Stock market crash: Indian markets declined for the 5th straight session on Wednesday, November 13 on the back of weak global trends, a rise in the dollar index, a weakening rupee and continuous foreign investor selling. The Sensex fell 559.39 points or 0.7 per cent to the day’s low of 78,115.79 while the broader Nifty lost 203 points or 0.8 per cent to its intra-day low of 23,680.50.
Both benchmarks are over 9 per cent away from their respective record highs, hit in September. Just in these five sessions alone, the indices have lost over 3 per cent. Broader markets underperformed the benchmarks with the Nifty Midcap and Nifty Smallcap indices declining around 2 per cent each.
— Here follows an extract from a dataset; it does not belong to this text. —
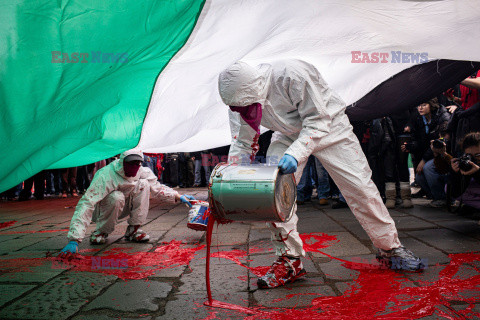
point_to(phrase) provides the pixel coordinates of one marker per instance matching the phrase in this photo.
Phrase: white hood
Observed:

“The Trump victory has added an element of high volatility to markets. From the emerging market perspective, the rise in the dollar index and the sharp spike in the US 10-year bond yield to 4.42% are causes of concern. Such high yields in US bonds will facilitate more outflows from emerging markets to the US. This will continue to be a headwind for India,” explained V K Vijayakumar, Chief Investment Strategist, Geojit Financial Services.
Sectors and stocks
In the Sensex pack, only five stocks were in the green – NTPC, ITC, Tata Motors, Titan and HUL – while the remaining 25 traded in the red. Tata Steel, M&M, JSW Steel, Adani Ports, and PowerGrid were the top losers.
All sectoral indices were in the red for the day. Nifty Realty shed the most 2.66 per cent followed by Nifty Metal, which lost 2.2 per cent and Nifty Auto, down 1.9 per cent. Meanwhile, Nifty PSU Bank and Nifty Media also fell 1.7 per cent each. Nifty Bank, Nifty Financial Services, Nifty Pharma, and Nifty Oil and Gas also declined between 0.9-1.5 per cent each. Nifty IT fell the least, down 0.4 per cent.
4 reasons behind recent stock market crash
Here are four reasons behind the stock market crash:
Rupee Weakens: The rupee depreciated by 1 paisa, reaching a historic low of 84.40 against the US dollar in early trading on Wednesday. Persistent foreign fund outflows and a strong dollar weighed on the local currency. Forex traders observed significant volatility in the USDINR pair, with the rupee edging closer to its all-time low. An SBI research report released earlier this week predicts that the rupee could depreciate by 8-10% against the US dollar amid Donald Trump’s return to the White House
Dollar Surges: The dollar index surged by 1.8% in November, following the impact of Donald Trump’s victory in the U.S. election. It reached 105.98, the highest level since July, exerting pressure on emerging market currencies. The rise in the dollar index and the sharp spike in US 10-year bond yields to 4.42% are a cause of concern as high yields in U.S. bonds are likely to drive further outflows from emerging markets to the U.S.
Continued FPI Selling: Foreign Portfolio Investors (FPIs) continued their selling spree for the 32nd consecutive session, offloading shares worth ₹364.35 crore on Tuesday, bringing total outflows for November to ₹23,911 crore. October saw a major exodus of ₹1.14 lakh crore worth of Indian stocks, as concerns over extreme valuations, slower-than-expected earnings, and weak economic indicators dampened investor sentiment. Meanwhile, China’s recent stimulus measures are attracting foreign investors, shifting their focus from Indian markets to Chinese stocks.
Concerns Over Delay in Rate Cuts: While central banks globally, including the US Federal Reserve, have begun reducing interest rates, the Reserve Bank of India (RBI) has kept rates unchanged. Inflation remains a key concern, with rising food prices due to the extended monsoon and crop damage. The rupee’s depreciation further exacerbates the situation, increasing import costs and potentially driving inflation higher. October’s inflation data, released on Tuesday, showed a 6.21% rise in retail inflation, breaching the RBI’s upper tolerance limit of 6% for the first time in over a year.